Churches and Their History with Slavery

Historian John Fea recently pointed out an article in the New York Time about how one Rhode Island Church is coming to grips with their past history of slavery.

We cannot gloss over our past nor can we replace it but we can, and should learn from it and provide the ability for others to do the same.

Here is a little sample from the article and link to the entire piece.  It is well worth the read.

PROVIDENCE, R.I. — One of the darkest chapters of Rhode Island history involved the state’s pre-eminence in the slave trade, beginning in the 1700s. More than half of the slaving voyages from the United States left from ports in Providence, Newport and Bristol — so many, and so contrary to the popular image of slavery as primarily a scourge of the South, that Rhode Island has been called “the Deep North.”

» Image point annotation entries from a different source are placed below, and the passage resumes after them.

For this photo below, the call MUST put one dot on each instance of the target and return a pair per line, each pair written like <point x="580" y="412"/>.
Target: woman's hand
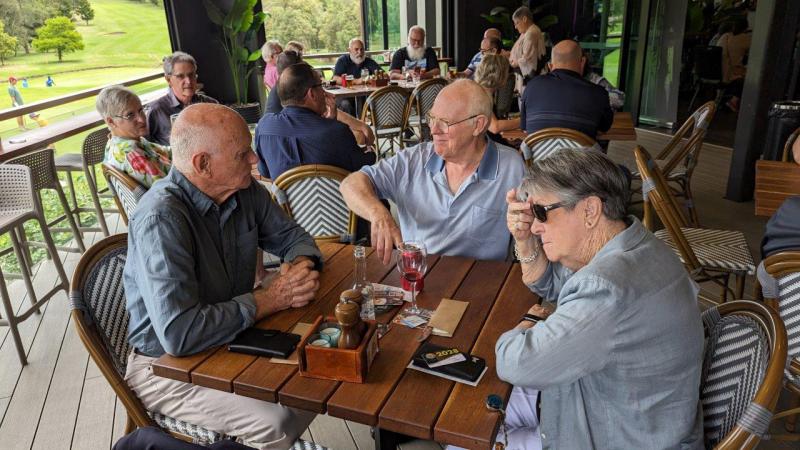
<point x="518" y="217"/>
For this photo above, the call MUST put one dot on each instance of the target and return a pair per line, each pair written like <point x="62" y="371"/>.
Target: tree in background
<point x="58" y="34"/>
<point x="321" y="25"/>
<point x="8" y="45"/>
<point x="84" y="10"/>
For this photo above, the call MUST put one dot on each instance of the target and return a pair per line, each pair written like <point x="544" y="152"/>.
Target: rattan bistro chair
<point x="680" y="156"/>
<point x="97" y="296"/>
<point x="743" y="364"/>
<point x="92" y="154"/>
<point x="709" y="255"/>
<point x="17" y="206"/>
<point x="419" y="104"/>
<point x="547" y="141"/>
<point x="385" y="111"/>
<point x="126" y="190"/>
<point x="785" y="268"/>
<point x="44" y="176"/>
<point x="310" y="195"/>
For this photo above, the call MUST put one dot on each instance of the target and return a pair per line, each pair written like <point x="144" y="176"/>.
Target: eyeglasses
<point x="182" y="76"/>
<point x="445" y="125"/>
<point x="131" y="115"/>
<point x="540" y="211"/>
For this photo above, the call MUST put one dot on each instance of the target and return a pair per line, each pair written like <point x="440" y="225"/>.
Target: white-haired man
<point x="450" y="192"/>
<point x="190" y="270"/>
<point x="180" y="71"/>
<point x="415" y="56"/>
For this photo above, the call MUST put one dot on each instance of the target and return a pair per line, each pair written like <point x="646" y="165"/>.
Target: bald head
<point x="492" y="33"/>
<point x="205" y="127"/>
<point x="567" y="54"/>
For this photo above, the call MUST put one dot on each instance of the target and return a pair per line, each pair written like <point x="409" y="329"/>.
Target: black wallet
<point x="255" y="341"/>
<point x="469" y="370"/>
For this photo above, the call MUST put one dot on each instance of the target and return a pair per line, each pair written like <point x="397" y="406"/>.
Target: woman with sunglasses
<point x="127" y="150"/>
<point x="621" y="354"/>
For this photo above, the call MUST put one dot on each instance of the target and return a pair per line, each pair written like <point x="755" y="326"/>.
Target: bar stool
<point x="92" y="154"/>
<point x="18" y="205"/>
<point x="43" y="173"/>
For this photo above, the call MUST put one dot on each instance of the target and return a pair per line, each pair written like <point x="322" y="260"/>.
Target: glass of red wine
<point x="412" y="262"/>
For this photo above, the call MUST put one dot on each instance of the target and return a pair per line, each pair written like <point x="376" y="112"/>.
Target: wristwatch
<point x="531" y="318"/>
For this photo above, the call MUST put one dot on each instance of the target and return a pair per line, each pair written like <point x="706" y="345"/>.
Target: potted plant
<point x="238" y="27"/>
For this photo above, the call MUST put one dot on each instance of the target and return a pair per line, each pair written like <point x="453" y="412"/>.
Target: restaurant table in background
<point x="393" y="399"/>
<point x="621" y="130"/>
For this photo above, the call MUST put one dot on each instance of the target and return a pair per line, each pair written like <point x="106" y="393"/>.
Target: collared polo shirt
<point x="469" y="223"/>
<point x="160" y="111"/>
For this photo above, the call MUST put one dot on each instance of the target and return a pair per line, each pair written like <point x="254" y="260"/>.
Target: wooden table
<point x="621" y="130"/>
<point x="775" y="180"/>
<point x="394" y="400"/>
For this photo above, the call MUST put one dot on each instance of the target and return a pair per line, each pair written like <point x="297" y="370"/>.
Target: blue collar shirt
<point x="469" y="223"/>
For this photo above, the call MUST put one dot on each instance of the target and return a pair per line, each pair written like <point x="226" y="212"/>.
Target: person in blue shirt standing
<point x="354" y="63"/>
<point x="306" y="130"/>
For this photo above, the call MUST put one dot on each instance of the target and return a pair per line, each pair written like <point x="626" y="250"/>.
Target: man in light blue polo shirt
<point x="449" y="194"/>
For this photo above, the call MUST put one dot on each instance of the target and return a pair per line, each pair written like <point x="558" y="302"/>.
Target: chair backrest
<point x="386" y="108"/>
<point x="547" y="141"/>
<point x="16" y="189"/>
<point x="42" y="165"/>
<point x="656" y="193"/>
<point x="94" y="147"/>
<point x="310" y="195"/>
<point x="97" y="297"/>
<point x="684" y="146"/>
<point x="708" y="63"/>
<point x="787" y="148"/>
<point x="785" y="268"/>
<point x="127" y="191"/>
<point x="742" y="372"/>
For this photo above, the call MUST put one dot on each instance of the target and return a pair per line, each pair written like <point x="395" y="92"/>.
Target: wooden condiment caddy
<point x="350" y="365"/>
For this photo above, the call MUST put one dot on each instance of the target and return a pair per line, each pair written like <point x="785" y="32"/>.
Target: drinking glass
<point x="412" y="263"/>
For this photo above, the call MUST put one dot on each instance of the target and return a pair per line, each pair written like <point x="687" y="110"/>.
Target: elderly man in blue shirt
<point x="190" y="273"/>
<point x="306" y="130"/>
<point x="450" y="192"/>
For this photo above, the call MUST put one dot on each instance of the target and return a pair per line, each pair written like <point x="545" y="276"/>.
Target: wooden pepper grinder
<point x="347" y="313"/>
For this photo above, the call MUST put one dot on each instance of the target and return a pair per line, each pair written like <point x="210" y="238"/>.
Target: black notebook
<point x="468" y="371"/>
<point x="255" y="341"/>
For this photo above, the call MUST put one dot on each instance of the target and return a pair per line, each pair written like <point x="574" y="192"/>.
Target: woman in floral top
<point x="128" y="150"/>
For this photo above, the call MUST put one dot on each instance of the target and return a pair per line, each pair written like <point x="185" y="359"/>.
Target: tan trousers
<point x="254" y="422"/>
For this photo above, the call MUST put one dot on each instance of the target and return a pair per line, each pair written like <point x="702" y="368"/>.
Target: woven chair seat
<point x="789" y="309"/>
<point x="71" y="161"/>
<point x="716" y="249"/>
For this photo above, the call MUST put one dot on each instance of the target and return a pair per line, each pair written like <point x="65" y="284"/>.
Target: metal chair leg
<point x="10" y="320"/>
<point x="92" y="182"/>
<point x="26" y="278"/>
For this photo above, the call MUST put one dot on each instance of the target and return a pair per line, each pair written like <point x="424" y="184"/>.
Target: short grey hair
<point x="573" y="174"/>
<point x="177" y="58"/>
<point x="523" y="11"/>
<point x="112" y="100"/>
<point x="269" y="49"/>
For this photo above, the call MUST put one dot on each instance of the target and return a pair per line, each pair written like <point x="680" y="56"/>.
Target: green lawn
<point x="125" y="40"/>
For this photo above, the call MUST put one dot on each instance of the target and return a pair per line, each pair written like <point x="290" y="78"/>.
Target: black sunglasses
<point x="540" y="211"/>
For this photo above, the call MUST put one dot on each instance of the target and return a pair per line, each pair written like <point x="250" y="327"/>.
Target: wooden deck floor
<point x="61" y="401"/>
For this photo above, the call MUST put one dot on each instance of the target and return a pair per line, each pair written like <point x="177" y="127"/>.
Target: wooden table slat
<point x="458" y="423"/>
<point x="362" y="402"/>
<point x="419" y="398"/>
<point x="311" y="393"/>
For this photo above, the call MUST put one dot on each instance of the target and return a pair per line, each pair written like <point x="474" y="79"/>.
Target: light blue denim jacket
<point x="618" y="363"/>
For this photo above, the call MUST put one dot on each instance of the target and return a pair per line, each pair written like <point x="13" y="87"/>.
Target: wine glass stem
<point x="414" y="296"/>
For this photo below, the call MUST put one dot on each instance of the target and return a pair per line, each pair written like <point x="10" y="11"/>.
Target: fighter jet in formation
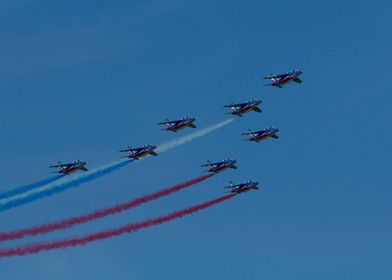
<point x="137" y="153"/>
<point x="282" y="79"/>
<point x="244" y="187"/>
<point x="216" y="167"/>
<point x="242" y="108"/>
<point x="177" y="125"/>
<point x="68" y="168"/>
<point x="260" y="135"/>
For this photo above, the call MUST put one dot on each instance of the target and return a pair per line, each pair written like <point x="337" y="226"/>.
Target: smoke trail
<point x="55" y="188"/>
<point x="38" y="247"/>
<point x="45" y="228"/>
<point x="50" y="189"/>
<point x="190" y="137"/>
<point x="31" y="186"/>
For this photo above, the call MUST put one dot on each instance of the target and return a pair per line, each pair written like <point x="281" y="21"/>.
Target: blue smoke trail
<point x="60" y="187"/>
<point x="29" y="187"/>
<point x="53" y="188"/>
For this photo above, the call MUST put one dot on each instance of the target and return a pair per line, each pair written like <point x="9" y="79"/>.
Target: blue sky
<point x="81" y="80"/>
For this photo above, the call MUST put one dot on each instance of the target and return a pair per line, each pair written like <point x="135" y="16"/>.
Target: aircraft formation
<point x="237" y="109"/>
<point x="50" y="186"/>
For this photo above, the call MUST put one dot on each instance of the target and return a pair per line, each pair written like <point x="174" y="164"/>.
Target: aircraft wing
<point x="297" y="80"/>
<point x="125" y="150"/>
<point x="210" y="163"/>
<point x="235" y="105"/>
<point x="274" y="76"/>
<point x="257" y="109"/>
<point x="61" y="165"/>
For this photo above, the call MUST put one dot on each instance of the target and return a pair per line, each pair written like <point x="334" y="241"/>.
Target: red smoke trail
<point x="38" y="247"/>
<point x="62" y="224"/>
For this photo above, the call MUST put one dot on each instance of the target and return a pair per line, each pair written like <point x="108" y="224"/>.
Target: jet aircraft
<point x="177" y="125"/>
<point x="242" y="108"/>
<point x="137" y="153"/>
<point x="282" y="79"/>
<point x="67" y="168"/>
<point x="260" y="135"/>
<point x="220" y="166"/>
<point x="244" y="187"/>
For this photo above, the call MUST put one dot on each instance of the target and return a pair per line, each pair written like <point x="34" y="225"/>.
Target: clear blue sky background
<point x="81" y="79"/>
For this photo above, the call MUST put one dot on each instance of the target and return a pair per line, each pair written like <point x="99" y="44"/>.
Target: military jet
<point x="177" y="125"/>
<point x="244" y="187"/>
<point x="68" y="168"/>
<point x="137" y="153"/>
<point x="282" y="79"/>
<point x="217" y="167"/>
<point x="241" y="108"/>
<point x="260" y="135"/>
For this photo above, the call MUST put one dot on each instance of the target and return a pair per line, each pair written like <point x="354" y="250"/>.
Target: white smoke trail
<point x="81" y="178"/>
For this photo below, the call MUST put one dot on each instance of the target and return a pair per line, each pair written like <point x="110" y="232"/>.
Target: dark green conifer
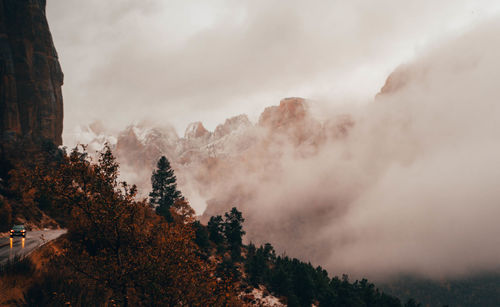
<point x="164" y="188"/>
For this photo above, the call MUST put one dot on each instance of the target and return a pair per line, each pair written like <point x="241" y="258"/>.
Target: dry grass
<point x="18" y="275"/>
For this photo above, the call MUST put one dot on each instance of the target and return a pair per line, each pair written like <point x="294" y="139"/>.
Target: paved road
<point x="17" y="246"/>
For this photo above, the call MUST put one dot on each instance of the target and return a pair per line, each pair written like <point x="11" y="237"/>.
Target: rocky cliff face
<point x="210" y="165"/>
<point x="31" y="102"/>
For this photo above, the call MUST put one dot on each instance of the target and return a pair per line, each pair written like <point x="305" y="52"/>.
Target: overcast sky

That history will soon become more prominent as the Episcopal diocese here, which was steeped in the trans-Atlantic slave trade, establishes a museum dedicated to telling that story, the first in the country to do so, according to scholars.

Many of the shipbuilders, captains and financiers of those slaving voyages were Episcopalians. The church, like many others in its day, supported slavery and profited from it even after the trans-Atlantic slave trade was outlawed and slavery had been banned in the state. Among the most notable Episcopalian slaveholders were Thomas Jefferson, who was active for some time in the church, and George Washington.